ドラマに出てくるような“幸せな家族”の違和感
「初体験は?」と聞くと、「中2。ちゃんと付き合った同い年の彼氏としました。それからは、セフレはいたけど彼氏はいません」と言う。
少し早熟な気もするが、異常というわけではない。しかしセフレがいたということは、彼氏じゃなくてもセックスはできるということか。
「ウフフ、どうなんですかね。あんま考えてなかったです。毎日、がむしゃらに生きてたから」
そう曖昧な答えに終始したのはなぜだろう。彼氏以外とセックスすることは厭わないのだろうが、それがカネで抱かれることを正当化する理由にはなりはしない。やはり親戚の家は居心地が悪く、居場所を求めて援助交際をはじめたのだろうか。
「うーん、居心地は良かったんですけど。私、お父さんが小3くらいから月に2、3回しか帰ってこなくて、ずっとひとりだったんですよ。それが突然、『はい、温かい家族です』みたいになって。みんな優しくしてくれるけど、こんな私に良くしてくれる“申し訳なさ”の方が大きくて。朝、昼、晩と、全て自炊して学校に行く以外はひたすら家事だけをしていた生活から、いきなりドラマに出てくるような“幸せな家族”です。洋服も好きなだけ買えます、黙ってても3食分のご飯が出ます。

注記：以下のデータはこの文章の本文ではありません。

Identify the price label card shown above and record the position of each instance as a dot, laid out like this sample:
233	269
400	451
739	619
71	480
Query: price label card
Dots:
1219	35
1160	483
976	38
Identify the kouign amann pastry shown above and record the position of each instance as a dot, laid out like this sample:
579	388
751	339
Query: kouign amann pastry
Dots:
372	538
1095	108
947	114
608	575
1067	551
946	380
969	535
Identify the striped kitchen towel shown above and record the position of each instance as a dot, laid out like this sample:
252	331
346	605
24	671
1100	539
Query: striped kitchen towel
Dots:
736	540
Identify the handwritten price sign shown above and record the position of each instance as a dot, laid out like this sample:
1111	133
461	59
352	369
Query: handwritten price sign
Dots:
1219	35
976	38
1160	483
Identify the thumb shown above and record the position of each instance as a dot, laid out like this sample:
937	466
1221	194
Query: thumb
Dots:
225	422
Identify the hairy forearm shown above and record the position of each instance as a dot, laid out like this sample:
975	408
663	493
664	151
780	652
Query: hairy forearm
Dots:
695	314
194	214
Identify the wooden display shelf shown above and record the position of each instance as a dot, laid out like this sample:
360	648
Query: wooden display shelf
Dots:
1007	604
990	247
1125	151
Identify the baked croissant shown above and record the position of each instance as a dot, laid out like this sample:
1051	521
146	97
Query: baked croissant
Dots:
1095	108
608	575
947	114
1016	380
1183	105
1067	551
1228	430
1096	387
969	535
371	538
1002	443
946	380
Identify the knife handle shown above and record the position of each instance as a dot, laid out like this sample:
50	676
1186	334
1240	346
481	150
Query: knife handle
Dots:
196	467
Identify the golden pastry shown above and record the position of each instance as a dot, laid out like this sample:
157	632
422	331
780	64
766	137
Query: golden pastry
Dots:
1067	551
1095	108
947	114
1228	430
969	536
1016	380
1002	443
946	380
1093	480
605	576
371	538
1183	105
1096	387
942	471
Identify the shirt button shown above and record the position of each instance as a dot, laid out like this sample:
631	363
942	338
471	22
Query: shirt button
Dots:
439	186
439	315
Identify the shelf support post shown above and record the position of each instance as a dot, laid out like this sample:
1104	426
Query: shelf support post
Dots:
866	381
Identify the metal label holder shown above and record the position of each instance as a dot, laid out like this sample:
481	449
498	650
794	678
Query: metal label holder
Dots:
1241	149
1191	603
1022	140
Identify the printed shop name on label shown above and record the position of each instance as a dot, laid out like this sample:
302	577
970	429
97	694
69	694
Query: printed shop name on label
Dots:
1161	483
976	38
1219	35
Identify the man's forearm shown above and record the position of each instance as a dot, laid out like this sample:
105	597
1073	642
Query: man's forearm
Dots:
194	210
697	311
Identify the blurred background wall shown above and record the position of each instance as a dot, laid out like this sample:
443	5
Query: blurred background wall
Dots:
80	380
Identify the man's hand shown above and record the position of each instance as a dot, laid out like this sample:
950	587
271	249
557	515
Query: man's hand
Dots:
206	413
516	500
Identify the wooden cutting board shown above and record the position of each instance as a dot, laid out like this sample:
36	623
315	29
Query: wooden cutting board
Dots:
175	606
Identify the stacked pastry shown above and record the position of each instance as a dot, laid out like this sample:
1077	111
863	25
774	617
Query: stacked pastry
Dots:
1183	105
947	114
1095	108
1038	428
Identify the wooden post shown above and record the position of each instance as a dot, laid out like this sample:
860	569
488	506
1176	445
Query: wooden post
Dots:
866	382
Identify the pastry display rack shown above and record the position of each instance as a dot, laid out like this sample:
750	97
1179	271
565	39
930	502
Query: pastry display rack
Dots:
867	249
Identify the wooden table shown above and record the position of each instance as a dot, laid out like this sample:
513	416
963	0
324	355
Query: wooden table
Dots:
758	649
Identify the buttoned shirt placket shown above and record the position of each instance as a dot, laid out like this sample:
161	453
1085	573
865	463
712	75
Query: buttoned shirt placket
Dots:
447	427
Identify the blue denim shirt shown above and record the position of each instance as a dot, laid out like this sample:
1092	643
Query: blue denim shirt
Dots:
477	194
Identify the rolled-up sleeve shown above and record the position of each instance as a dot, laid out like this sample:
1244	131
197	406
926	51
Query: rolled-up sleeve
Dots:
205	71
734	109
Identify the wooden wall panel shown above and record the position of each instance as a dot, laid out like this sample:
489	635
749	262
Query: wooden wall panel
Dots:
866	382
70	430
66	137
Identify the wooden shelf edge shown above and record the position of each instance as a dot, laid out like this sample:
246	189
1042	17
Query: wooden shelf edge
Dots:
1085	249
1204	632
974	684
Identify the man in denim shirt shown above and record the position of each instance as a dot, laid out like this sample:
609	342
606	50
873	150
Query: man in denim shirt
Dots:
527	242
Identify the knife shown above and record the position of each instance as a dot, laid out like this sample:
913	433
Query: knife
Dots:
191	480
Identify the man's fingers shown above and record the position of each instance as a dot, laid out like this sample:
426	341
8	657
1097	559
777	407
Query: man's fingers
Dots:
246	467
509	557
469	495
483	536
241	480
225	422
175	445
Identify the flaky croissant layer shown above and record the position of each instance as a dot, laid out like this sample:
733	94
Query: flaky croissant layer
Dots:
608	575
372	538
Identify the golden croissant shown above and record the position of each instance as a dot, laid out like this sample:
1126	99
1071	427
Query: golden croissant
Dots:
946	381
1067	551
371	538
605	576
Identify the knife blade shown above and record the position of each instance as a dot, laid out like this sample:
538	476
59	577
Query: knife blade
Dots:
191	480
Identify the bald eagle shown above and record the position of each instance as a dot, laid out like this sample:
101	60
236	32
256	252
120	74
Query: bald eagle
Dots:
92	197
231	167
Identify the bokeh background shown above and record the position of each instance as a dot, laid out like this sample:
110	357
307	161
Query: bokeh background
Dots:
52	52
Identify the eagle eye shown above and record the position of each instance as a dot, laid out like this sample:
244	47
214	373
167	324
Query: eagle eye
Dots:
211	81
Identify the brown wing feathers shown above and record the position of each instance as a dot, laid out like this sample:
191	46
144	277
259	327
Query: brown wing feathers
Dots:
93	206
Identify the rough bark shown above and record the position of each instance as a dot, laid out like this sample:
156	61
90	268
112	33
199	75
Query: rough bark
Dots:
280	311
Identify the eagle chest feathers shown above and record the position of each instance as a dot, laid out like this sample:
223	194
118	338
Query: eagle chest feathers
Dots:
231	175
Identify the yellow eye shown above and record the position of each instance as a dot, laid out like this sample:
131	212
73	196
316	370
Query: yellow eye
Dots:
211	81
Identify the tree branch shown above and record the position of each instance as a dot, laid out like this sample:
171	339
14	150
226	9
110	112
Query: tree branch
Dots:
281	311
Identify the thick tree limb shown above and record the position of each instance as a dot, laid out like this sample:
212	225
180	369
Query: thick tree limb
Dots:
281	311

それで、アレ? みたいな。そんな生活に凄く違和感がありました」
他人ではない。しかし本当の親でもない人たちが親以上に愛情を注いでくれることに違和感があった。
「それで反抗してカラダを売ったんですかね、自分でもよく分からない。でも確実に言えるのは、さっきも言ったけど『早くこの家から出なきゃ』と、寝ても覚めても思っていたことです」
赤の他人との暮らしの方が気がラク
アコはいま、親戚宅を離れ都内の保護施設に身を寄せている。
「保護者(親戚)にエンコーがバレたんですよ。それで、また違う親戚の家に引き取られることになって。そこで、差別みたいなことがあって。本当の息子や娘じゃないからそんなに可愛がられないじゃないですか。そんな空気が態度や言動から感じられて、それが嫌で家に帰りたくなくて、『家出しちゃえ!』って」
赤の他人との暮らしの方が気がラクだ。それで心を突き動かされるままに家を出た。
援助交際が発覚した理由は、アコの外泊ぐせにあった。家に寄り付かなくなったアコを不審に思った親戚は、止むに止まれずアコの部屋を漁る。
〈8月13日、3万円〉
机の引き出しから発見した手帳には、日々の援助交際で得たカネが克明に記されていた。
「これは普通のバイトでは稼げない金額だよね」
そう親戚に問い詰められたアコは、仕方なく白状した。